Sunday, May 26, 2019

Going to the Source of the Problem

Iran is the source of a lot of threats to America in the Middle East. America won't play the proxy game with Iran that allows Iran to fight us to the last Arab.

Well that's pretty clear:

Secretary of State Mike Pompeo said during a Tuesday interview that the United States will not allow Iran "to hide behind its proxy forces" in its offenses against American interests in the Middle East.

"We've made clear that we will not allow Iran to hide behind its proxy forces," Pompeo said on the Hugh Hewitt show. "But if American interests are attacked, whether by Iran directly or through its proxy forces, we will respond in an appropriate way against Iran."

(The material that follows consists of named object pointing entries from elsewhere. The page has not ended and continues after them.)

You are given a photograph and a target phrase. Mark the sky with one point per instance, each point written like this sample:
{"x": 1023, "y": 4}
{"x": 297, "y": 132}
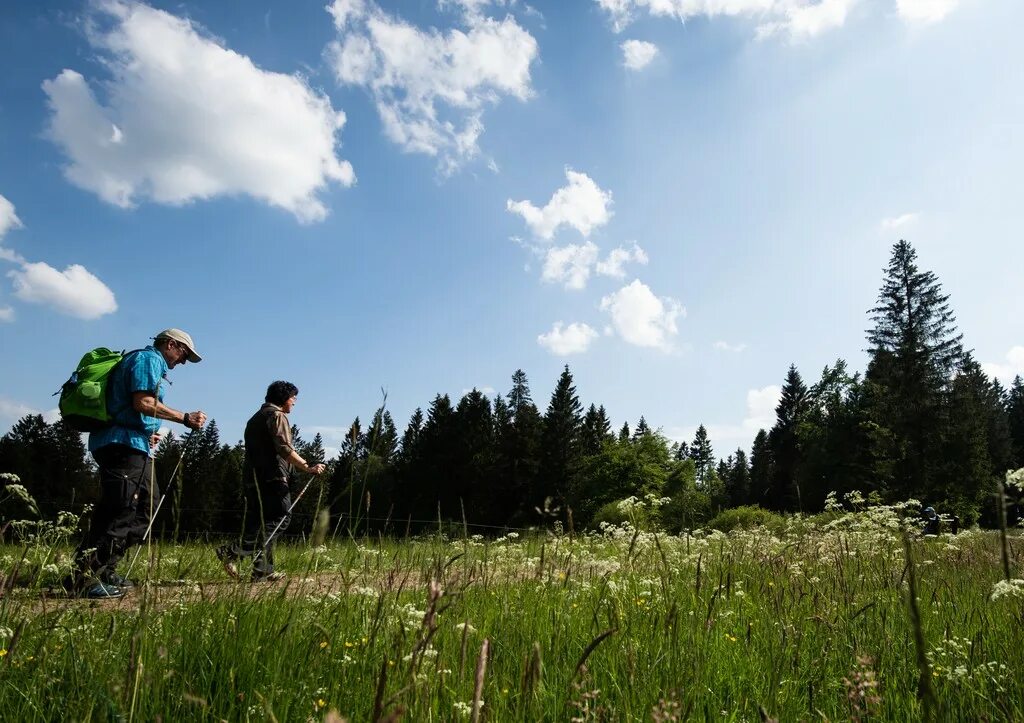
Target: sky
{"x": 385, "y": 201}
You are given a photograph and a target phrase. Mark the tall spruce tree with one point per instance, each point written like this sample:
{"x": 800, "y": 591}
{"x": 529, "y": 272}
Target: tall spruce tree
{"x": 596, "y": 430}
{"x": 969, "y": 467}
{"x": 473, "y": 470}
{"x": 762, "y": 469}
{"x": 560, "y": 447}
{"x": 785, "y": 444}
{"x": 737, "y": 479}
{"x": 439, "y": 455}
{"x": 642, "y": 430}
{"x": 702, "y": 456}
{"x": 914, "y": 348}
{"x": 1015, "y": 410}
{"x": 832, "y": 438}
{"x": 522, "y": 450}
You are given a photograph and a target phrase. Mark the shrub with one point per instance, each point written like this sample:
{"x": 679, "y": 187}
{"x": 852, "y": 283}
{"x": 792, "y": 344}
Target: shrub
{"x": 747, "y": 517}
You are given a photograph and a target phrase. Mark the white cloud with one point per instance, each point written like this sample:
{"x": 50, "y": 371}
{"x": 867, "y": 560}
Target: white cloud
{"x": 895, "y": 222}
{"x": 726, "y": 438}
{"x": 562, "y": 340}
{"x": 642, "y": 319}
{"x": 925, "y": 10}
{"x": 185, "y": 118}
{"x": 8, "y": 219}
{"x": 75, "y": 291}
{"x": 581, "y": 204}
{"x": 431, "y": 88}
{"x": 612, "y": 264}
{"x": 1010, "y": 368}
{"x": 569, "y": 264}
{"x": 637, "y": 54}
{"x": 796, "y": 17}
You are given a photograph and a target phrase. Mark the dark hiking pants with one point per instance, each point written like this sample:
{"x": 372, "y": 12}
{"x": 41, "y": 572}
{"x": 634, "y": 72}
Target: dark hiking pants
{"x": 266, "y": 507}
{"x": 128, "y": 499}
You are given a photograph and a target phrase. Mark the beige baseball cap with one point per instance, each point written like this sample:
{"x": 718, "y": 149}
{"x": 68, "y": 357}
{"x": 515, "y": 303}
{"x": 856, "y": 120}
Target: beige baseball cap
{"x": 182, "y": 338}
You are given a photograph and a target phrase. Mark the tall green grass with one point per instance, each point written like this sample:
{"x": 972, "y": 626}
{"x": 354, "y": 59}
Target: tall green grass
{"x": 807, "y": 624}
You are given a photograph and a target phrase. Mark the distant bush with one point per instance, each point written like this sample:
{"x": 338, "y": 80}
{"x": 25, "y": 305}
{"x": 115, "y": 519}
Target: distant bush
{"x": 747, "y": 517}
{"x": 642, "y": 514}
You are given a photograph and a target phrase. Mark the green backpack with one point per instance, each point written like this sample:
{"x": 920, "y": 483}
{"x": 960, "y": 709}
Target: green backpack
{"x": 83, "y": 397}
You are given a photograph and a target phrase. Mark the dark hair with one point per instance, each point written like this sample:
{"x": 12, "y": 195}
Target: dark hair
{"x": 280, "y": 392}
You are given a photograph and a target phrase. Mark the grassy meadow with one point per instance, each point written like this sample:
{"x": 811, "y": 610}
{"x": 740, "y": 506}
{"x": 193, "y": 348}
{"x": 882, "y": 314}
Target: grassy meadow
{"x": 808, "y": 621}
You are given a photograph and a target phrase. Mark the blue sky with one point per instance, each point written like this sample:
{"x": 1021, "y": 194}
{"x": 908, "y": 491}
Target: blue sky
{"x": 677, "y": 199}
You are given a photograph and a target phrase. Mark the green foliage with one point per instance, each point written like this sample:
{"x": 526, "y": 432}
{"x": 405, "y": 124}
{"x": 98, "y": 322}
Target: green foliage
{"x": 620, "y": 471}
{"x": 747, "y": 517}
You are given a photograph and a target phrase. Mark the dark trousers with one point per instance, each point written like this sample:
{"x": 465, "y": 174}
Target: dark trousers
{"x": 129, "y": 497}
{"x": 266, "y": 507}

Much like Russia's vaunted so-called "hybrid war"--that is basically Russia attacking a country while denying they are attacking--can be undone simply by not going along with that obvious fiction, simply telling the Iranians we know your arm is elbow-deep up the nether region of your puppet proxy nullifies Iran's strategy:

Mark down May 2019 as the month Iran's war-by-proxy-forces racket became an undeniable problem for Tehran's dictators.

This month, Saudi Arabia and the U.S. informed the Iranian regime it will suffer violent consequences if and when the militias and terror cells Tehran employs throughout the Middle East and the world attack Saudi and American targets.

Tehran no longer enjoys the diplomatic nicety of plausible deniability that armed surrogates supposedly provide. The regime will be held directly responsible for its proxy's violent actions.

Indeed, it is worse for Iran than even that. Our refusal to go along with the fiction puts Iran more at risk if one of their proxies acts against us or our allies even without Iranian orders. If we hammer Iran when their proxies act whether or not Iran orders the action, Iran gets the pain--which is what fighting through proxies is supposed to avoid.

In the bigger picture, mullah-run Iran is the source of a lot of our problems. (And note that I was extremely wrong to give Obama the benefit of the doubt given subsequent history that led to the astoundingly awful Iran nuclear deal.)

And in regard to Iran's desire to fight America to the last Arab, I will ask again why we don't covertly set up a web site to celebrate all the non-Iranian martyrs who have died for Iran's proxy wars.

The list could be pretty large if we go back in time and it might give some young Moslem men thinking about fighting for Iran the clarity that dying for Iran is likely--and that Iran won't cry for too long when the cameras are off.